Why does language move some of us to anxiety or even rage?
For centuries, sticklers have donned the cloak of authority to control how people use words. In this sensational new book, Robert Lane Greene strikes back to defend the fascinating, real-life diversity of this most basic human faculty. Along the way, he corrects Bill Bryson’s “facts” about words, challenges the rhetoric of Lynne Truss’s bestselling Eats, Shoots & Leaves, and explains why speech is a lot like jazz.
Travel with Greene on a rollicking world tour that shows the role language beliefs play in shaping our identities, for good and ill. From the Tower of Babel to Atatürk’s banning of Arabic script, he charts how language “experts” moved from myth-making to rule-making and from building cohesive communities to building modern nations.
This enthralling book reveals that our arguments about language may relate to something else entirely, and illuminates the rewards of being flexible with our words. You Are What You Speak will certainly get people talking.

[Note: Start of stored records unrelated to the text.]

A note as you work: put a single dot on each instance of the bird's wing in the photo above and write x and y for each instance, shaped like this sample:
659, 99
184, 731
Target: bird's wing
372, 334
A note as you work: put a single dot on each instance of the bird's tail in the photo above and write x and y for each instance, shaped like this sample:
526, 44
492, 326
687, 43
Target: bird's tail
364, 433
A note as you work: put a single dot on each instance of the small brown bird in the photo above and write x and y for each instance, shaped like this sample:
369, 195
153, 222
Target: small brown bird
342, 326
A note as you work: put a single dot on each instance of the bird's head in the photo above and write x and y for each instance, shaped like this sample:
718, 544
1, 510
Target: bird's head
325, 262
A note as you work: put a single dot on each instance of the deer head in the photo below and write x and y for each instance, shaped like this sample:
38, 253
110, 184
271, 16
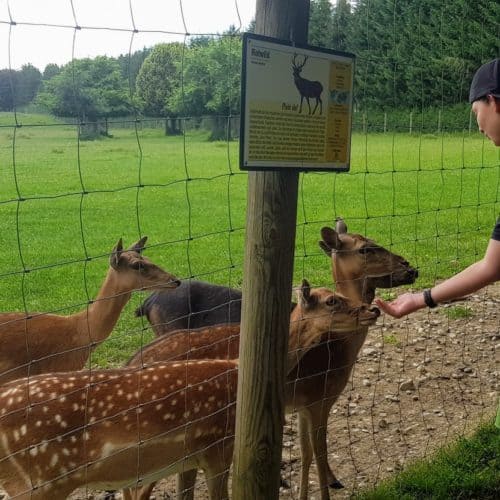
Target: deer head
137, 271
320, 312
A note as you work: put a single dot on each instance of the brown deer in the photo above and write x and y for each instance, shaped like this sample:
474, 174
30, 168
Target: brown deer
131, 426
306, 88
40, 342
359, 265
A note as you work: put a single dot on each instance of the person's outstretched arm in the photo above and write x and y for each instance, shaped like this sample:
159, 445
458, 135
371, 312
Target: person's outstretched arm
474, 277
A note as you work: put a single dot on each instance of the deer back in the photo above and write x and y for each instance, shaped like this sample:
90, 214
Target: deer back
64, 430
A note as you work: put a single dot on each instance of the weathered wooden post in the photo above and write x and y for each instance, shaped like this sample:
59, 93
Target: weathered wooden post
268, 269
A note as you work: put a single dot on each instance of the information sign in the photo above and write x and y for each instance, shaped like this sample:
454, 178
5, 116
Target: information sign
296, 106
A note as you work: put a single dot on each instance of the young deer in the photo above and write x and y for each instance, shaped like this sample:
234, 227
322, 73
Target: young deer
222, 342
193, 305
359, 266
40, 343
131, 426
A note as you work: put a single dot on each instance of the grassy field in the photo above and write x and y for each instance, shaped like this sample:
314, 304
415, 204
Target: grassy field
64, 204
468, 469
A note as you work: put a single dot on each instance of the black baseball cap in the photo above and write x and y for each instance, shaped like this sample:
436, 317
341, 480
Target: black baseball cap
486, 81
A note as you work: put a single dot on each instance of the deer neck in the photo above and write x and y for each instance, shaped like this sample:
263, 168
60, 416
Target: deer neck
349, 284
303, 335
344, 351
98, 320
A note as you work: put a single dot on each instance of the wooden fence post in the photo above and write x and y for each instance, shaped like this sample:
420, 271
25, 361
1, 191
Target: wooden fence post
267, 282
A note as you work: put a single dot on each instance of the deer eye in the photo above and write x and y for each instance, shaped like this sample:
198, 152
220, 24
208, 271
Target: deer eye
366, 250
137, 265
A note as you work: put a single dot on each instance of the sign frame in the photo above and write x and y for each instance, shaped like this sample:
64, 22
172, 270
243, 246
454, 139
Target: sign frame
340, 122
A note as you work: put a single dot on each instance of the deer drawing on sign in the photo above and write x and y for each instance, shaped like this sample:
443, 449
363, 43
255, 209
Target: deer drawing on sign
306, 88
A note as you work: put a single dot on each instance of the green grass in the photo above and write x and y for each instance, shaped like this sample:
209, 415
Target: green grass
459, 312
431, 198
468, 469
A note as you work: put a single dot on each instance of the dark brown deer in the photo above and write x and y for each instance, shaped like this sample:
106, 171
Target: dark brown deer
40, 342
307, 88
131, 426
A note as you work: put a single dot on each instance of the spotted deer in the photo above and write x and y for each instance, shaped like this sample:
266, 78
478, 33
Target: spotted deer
39, 343
128, 427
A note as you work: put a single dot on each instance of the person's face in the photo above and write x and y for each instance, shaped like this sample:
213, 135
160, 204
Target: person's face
488, 118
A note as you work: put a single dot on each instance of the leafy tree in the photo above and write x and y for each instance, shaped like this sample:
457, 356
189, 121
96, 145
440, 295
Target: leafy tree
340, 25
50, 71
320, 23
158, 78
89, 90
131, 64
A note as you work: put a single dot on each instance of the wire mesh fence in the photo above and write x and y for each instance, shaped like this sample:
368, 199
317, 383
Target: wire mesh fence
423, 184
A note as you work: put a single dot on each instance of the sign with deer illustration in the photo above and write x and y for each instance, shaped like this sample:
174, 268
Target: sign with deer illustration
296, 106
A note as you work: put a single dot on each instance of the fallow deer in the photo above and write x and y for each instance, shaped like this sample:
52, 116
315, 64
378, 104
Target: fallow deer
130, 426
194, 304
222, 342
39, 343
306, 88
359, 265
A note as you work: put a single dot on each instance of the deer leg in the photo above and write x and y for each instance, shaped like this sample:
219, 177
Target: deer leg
186, 482
319, 424
318, 429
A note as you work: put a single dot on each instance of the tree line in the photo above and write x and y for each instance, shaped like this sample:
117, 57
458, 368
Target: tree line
409, 55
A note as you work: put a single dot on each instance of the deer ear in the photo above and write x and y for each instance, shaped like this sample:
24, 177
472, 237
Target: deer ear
340, 226
114, 258
324, 246
139, 246
331, 239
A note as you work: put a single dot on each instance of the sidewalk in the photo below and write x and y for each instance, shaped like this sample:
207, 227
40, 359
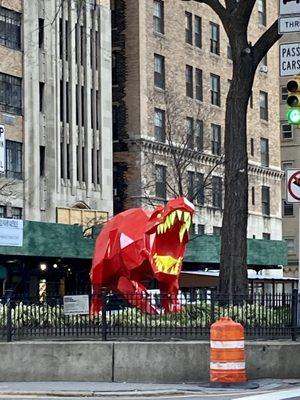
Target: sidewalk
94, 389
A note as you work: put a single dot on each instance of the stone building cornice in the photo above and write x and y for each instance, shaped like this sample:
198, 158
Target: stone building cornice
164, 149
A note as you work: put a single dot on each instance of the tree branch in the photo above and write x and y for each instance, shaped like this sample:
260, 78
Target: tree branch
265, 42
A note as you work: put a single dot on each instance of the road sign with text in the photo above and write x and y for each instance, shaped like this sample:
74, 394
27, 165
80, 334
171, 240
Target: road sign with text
289, 24
289, 59
287, 7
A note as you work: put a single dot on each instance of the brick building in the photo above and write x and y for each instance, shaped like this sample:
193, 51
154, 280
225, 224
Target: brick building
55, 118
171, 74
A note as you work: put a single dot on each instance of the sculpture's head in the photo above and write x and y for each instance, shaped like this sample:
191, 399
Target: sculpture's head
168, 234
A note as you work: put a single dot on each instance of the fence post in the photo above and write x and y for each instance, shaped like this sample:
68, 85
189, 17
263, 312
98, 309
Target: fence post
9, 321
294, 314
212, 307
104, 321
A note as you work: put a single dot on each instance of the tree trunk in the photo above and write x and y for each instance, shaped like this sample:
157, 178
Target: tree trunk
233, 265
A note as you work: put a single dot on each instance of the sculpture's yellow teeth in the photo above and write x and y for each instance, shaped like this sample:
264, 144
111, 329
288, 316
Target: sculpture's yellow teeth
181, 232
167, 264
182, 216
179, 214
172, 217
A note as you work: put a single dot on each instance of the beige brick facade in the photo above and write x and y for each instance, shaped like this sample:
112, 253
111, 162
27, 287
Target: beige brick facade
141, 98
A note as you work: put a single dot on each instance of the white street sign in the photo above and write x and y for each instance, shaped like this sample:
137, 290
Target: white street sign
289, 24
289, 7
2, 149
289, 59
293, 186
11, 232
74, 305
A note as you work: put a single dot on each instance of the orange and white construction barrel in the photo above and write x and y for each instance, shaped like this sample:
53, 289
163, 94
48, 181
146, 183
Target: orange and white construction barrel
227, 352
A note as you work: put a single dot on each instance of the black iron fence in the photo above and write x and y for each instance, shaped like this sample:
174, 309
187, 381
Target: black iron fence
263, 316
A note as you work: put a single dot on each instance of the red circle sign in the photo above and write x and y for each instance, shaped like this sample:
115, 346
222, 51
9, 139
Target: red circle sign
294, 179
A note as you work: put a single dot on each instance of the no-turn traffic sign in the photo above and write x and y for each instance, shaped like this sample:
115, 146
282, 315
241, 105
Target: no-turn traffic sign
293, 186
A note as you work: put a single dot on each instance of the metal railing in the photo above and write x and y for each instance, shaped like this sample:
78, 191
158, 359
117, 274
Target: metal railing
263, 316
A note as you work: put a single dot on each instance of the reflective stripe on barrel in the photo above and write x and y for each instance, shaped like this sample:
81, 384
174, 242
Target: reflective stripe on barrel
227, 355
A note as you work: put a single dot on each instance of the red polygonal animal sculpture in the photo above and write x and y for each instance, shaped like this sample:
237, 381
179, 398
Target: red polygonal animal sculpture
138, 245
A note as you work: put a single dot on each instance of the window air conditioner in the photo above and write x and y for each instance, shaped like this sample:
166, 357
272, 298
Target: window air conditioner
263, 68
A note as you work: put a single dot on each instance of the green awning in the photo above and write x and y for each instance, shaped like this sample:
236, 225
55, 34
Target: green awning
205, 249
3, 272
41, 239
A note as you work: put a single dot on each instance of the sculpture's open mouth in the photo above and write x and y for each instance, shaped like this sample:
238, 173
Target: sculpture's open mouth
168, 243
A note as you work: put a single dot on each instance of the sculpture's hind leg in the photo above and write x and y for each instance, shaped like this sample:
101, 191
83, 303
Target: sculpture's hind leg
136, 294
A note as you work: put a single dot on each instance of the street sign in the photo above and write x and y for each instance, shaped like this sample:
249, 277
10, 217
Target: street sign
289, 24
289, 59
2, 149
76, 305
11, 232
292, 186
287, 7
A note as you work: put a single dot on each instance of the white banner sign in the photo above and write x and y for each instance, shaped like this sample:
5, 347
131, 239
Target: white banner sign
2, 149
289, 7
289, 24
293, 186
11, 232
289, 59
74, 305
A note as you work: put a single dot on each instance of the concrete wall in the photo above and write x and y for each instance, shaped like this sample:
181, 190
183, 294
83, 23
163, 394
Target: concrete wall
163, 362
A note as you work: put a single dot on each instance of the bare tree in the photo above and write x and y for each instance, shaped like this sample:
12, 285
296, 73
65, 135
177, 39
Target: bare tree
184, 147
235, 17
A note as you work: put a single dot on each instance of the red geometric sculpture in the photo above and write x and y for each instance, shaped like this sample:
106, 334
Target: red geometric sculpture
137, 245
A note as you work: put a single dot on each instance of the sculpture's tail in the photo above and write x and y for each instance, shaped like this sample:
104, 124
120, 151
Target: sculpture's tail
97, 303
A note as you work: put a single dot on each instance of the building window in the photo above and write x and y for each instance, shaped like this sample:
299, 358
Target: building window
159, 125
158, 16
16, 212
201, 229
284, 94
217, 230
159, 71
10, 94
10, 28
262, 15
229, 52
251, 99
215, 90
13, 159
2, 211
252, 147
217, 189
214, 38
160, 181
189, 81
199, 135
41, 33
290, 245
216, 139
196, 187
263, 102
287, 165
199, 84
288, 209
286, 131
188, 28
265, 200
264, 152
190, 132
198, 31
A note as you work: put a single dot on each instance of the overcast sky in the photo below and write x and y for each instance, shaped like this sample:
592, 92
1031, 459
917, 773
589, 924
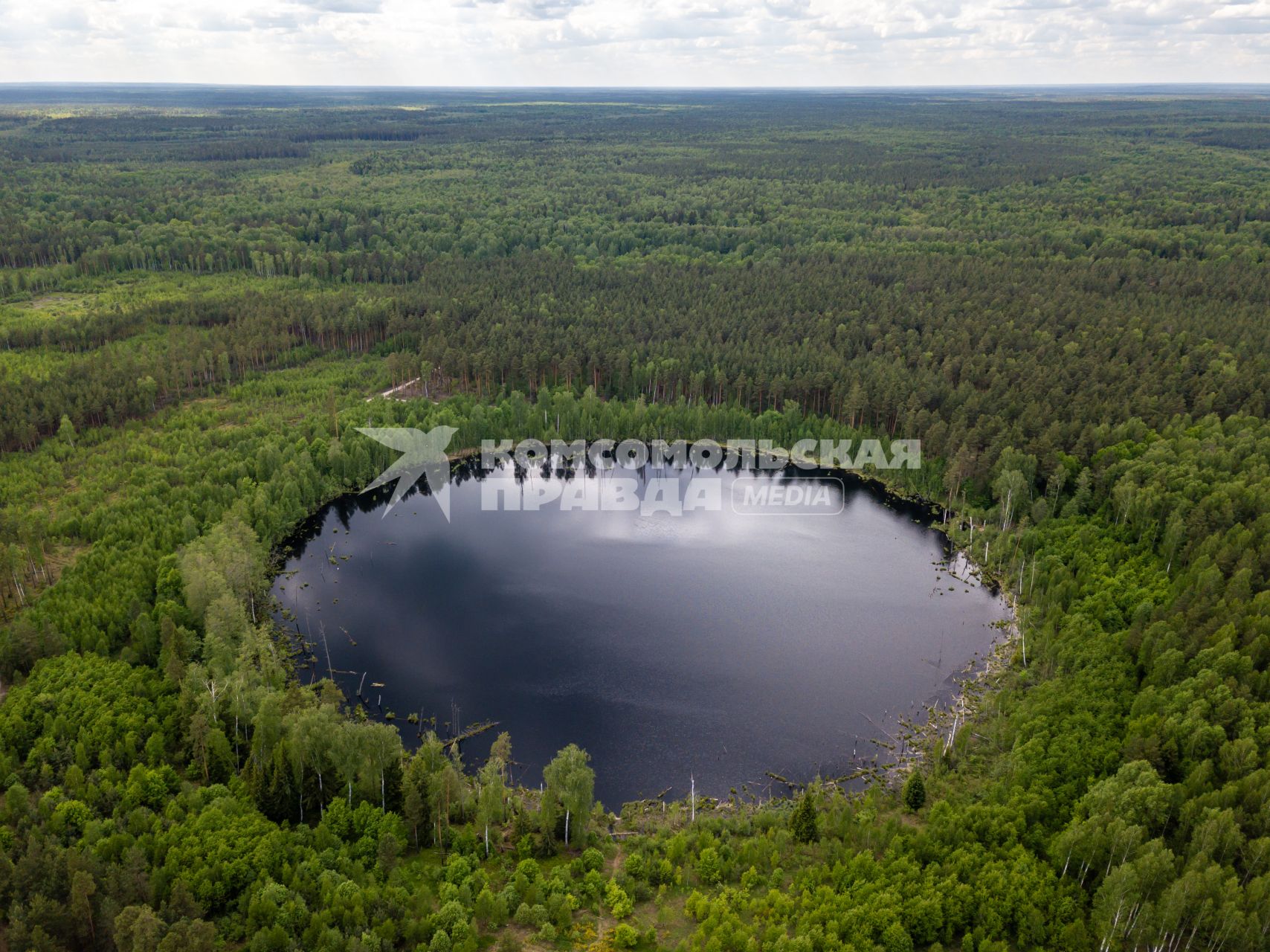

‘This is a masterly survey of language…erudite and witty.’— Julian Burnside
‘An erudite and provocative argument.’— the Age
Robert Lane Greene is an international correspondent for the Economist, and a former columnist for the New Republic. His writing has appeared in the New York Times, on Slate, and in other publications. He speaks nine languages and is a term member of the Council on Foreign Relations.